Но тут же опомнилась. Мчаться через весь салон сломя голову? Да одним этим она вызовет панику!
И девушка медленно, неторопливо, словно ничего не произошло, слегка балансируя в проходе, двинулась в обратный путь…
К ней обращались, ее спрашивали встревоженные пассажиры:
— Что случилось? Что там стряслось?
Она отвечала, стараясь казаться спокойной:
— Ничего страшного. Попали в воздушный поток.
Она чувствовала, что ей верят и не верят. Молча переглянулись сидевшие рядом седой киношник и молодой начальник. Внимательно смотрел на нее старик профессор. Конечно, мало-мальски сведущий человек сразу сообразит, что воздушный поток тут ни при чем. А ведь это люди не простые — ученые…
Когда до кабины осталось всего несколько шагов, она поняла, что самолет идет на одном моторе…
Неужели это ее последний рейс? После стольких лет спокойной и удачливой работы в небе? И не только ее, но и всех этих людей, и ее товарищей по экипажу? Даже этого крохотного существа?

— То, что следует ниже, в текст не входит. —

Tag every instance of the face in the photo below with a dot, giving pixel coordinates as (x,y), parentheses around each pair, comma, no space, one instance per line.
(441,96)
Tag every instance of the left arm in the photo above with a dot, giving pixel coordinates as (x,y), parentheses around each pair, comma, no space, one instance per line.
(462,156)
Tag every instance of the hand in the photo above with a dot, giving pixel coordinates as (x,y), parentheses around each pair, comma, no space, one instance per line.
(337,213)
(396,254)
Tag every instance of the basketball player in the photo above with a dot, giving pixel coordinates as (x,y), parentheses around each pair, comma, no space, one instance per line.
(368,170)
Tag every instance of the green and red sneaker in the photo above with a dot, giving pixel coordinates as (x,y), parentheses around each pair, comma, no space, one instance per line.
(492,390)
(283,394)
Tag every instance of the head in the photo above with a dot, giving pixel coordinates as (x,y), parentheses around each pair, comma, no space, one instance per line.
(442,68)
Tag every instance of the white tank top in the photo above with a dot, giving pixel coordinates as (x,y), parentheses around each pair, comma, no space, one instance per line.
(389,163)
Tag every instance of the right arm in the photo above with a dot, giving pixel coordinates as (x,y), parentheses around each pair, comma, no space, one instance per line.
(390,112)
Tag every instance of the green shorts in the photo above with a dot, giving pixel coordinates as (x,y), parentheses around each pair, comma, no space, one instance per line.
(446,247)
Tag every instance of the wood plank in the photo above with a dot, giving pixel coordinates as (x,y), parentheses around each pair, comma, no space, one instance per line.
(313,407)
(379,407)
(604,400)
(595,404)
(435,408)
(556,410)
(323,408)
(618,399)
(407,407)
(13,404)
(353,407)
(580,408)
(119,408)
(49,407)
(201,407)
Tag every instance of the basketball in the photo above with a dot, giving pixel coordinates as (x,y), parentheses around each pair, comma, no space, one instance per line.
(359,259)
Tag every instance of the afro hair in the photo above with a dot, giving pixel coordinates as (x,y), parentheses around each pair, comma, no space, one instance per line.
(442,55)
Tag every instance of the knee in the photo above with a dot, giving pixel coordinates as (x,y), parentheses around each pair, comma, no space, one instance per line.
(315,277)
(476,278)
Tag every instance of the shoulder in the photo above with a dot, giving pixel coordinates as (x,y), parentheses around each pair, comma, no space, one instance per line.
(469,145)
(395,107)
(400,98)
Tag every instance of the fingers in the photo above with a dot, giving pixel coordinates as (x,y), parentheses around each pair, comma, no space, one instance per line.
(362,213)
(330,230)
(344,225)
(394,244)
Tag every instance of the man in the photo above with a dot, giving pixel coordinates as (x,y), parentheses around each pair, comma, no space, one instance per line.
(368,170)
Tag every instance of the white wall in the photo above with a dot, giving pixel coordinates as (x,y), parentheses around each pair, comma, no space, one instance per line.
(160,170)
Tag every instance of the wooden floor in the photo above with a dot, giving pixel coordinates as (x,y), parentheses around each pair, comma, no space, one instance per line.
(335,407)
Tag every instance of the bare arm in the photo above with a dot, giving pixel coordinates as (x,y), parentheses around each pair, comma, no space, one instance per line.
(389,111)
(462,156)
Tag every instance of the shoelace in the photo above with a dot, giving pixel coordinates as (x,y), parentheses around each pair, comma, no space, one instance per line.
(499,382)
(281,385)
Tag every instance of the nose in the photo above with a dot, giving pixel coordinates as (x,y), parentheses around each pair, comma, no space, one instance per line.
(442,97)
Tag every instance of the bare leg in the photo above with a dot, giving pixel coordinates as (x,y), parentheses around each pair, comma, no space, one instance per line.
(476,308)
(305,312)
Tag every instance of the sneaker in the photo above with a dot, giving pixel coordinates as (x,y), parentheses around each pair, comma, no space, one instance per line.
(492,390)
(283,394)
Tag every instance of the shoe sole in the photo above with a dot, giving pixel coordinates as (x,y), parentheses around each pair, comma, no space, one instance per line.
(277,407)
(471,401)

Но она по-прежнему шла не торопясь. Она не имела права торопиться…
Конечно же, бортпроводница сказала первое, что ей пришло в голову. Нет, он нисколько не осуждал ее. Наоборот. Даже мысленно похвалил. Она говорила заведомую неправду, чтобы они раньше времени не прощались с жизнью. А времени им, возможно, отпущено не так уж и много. В чем другом, а в моторах он разбирался. Почти так же, как в кинокамерах. Ну, не так же, но достаточно хорошо. Два года водить «тридцатьчетверку», год — тяжелый ИС-1 и двадцать лет собственный «Москвич» — это что-то да значит! Во всяком случае, он ясно слышал хлопок отключенного двигателя…
На его стороне мотор работал. Следовательно, «вырубили» правый. На одном двигателе самолет далеко не уйдет. Но и посадить его почти невозможно. Кругом сопки и тайга. На многие сотни километров. Все теперь зависит от пилота. Найдет правильное решение — они будут спасены. Растеряется — хана!..
Впрочем, он пожил достаточно, чтобы предаваться излишнему отчаянию. Так уж устроена жизнь. Рано или поздно человек должен уйти. Где же произойдет это — дома ли, в постели, или в небе, на высоте четырех с половиной тысяч метров, — не столь важно. Жаль только, что так и не удастся пожить в свое удовольствие — еще не дряхлой развалиной выйти на пенсию и вволю побродить по родным местам. Поснимать разных зверушек, птичек, жучков. Восход и заход солнца. Какие-нибудь бытовые сценки. Детские мордашки крупным планом. Просто так, для себя. Чтобы ничего такого не ждать. Ни о чем таком не думать.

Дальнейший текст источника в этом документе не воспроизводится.